Feature engineering vs. deep learning for paper section identification: Toward applications in Chinese medical literature
Journal:
arXiv
Published Date:
Dec 15, 2024
Abstract
Section identification is an important task for library science, especially
knowledge management. Identifying the sections of a paper would help filter
noise in entity and relation extraction. In this research, we studied the paper
section identification problem in the context of Chinese medical literature
analysis, where the subjects, methods, and results are more valuable from a
physician's perspective. Based on previous studies on English literature
section identification, we experiment with the effective features to use with
classic machine learning algorithms to tackle the problem. It is found that
Conditional Random Fields, which consider sentence interdependency, is more
effective in combining different feature sets, such as bag-of-words,
part-of-speech, and headings, for Chinese literature section identification.

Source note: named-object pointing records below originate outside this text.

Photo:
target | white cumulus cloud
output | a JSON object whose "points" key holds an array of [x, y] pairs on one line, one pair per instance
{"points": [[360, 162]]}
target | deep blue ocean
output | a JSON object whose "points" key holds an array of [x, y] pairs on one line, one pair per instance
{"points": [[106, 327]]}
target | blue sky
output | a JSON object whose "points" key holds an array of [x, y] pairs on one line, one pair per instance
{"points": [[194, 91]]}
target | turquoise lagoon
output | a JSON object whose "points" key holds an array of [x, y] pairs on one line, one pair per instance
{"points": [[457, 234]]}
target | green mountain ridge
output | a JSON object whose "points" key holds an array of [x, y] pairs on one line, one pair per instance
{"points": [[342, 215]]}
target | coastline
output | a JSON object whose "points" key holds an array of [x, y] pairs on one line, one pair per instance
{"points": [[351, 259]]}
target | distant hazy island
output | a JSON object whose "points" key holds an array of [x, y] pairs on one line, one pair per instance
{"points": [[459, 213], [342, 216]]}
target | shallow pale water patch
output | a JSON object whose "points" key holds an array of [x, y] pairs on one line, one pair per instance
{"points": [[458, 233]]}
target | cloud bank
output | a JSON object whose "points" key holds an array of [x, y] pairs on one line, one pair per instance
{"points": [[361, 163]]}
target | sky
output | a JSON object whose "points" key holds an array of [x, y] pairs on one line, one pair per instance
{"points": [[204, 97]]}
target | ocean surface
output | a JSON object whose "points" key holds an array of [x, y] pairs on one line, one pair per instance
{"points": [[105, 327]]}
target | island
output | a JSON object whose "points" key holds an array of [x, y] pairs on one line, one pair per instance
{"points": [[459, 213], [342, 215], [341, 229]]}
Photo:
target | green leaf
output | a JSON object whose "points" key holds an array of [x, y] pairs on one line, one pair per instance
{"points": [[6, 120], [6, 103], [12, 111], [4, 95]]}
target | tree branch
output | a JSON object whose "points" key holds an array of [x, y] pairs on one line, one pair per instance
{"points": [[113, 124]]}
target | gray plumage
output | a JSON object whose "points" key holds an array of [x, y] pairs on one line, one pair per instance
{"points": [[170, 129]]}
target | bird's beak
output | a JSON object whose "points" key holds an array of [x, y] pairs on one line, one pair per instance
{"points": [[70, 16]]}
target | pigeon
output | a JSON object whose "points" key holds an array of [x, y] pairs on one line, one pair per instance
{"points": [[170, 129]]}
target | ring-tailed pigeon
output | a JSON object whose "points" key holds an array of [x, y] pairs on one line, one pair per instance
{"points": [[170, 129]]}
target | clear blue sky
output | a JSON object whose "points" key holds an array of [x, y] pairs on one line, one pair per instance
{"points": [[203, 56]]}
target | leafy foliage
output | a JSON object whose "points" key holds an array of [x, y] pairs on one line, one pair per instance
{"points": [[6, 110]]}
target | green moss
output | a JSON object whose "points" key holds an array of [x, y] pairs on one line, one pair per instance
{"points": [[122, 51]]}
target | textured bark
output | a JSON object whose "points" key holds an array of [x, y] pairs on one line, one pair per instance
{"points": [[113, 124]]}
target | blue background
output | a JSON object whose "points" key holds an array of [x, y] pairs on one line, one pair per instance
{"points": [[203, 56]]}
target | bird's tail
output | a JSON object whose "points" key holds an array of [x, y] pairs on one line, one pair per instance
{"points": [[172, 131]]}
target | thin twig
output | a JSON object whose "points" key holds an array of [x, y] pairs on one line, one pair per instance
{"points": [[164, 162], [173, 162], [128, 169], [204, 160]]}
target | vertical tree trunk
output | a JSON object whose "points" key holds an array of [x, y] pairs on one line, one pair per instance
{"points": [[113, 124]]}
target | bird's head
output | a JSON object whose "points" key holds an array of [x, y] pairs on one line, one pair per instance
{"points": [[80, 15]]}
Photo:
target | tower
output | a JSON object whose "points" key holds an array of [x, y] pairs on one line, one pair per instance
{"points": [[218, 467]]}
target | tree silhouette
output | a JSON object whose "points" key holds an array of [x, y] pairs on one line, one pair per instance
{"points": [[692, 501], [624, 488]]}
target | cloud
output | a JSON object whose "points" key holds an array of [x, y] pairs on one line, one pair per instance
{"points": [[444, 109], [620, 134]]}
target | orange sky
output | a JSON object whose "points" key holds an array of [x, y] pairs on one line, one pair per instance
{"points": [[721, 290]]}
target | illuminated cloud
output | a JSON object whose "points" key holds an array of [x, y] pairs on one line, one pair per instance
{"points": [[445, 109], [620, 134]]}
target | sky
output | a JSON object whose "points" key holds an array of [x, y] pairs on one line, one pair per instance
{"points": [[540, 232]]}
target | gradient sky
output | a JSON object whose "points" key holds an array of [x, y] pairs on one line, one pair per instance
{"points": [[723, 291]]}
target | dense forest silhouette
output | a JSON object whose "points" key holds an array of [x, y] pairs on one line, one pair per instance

Moreover, we find that classic machine learning algorithms are more effective
than generic deep learning models for this problem. Based on these
observations, we design a novel deep learning model, the Structural
Bidirectional Long Short-Term Memory (SLSTM) model, which models word and
sentence interdependency together with the contextual information. Experiments
on a human-curated asthma literature dataset show that our approach outperforms
the traditional machine learning methods and other deep learning methods and
achieves close to 90% precision and recall in the task. The model shows good
potential for use in other text mining tasks. The research has significant
methodological and practical implications.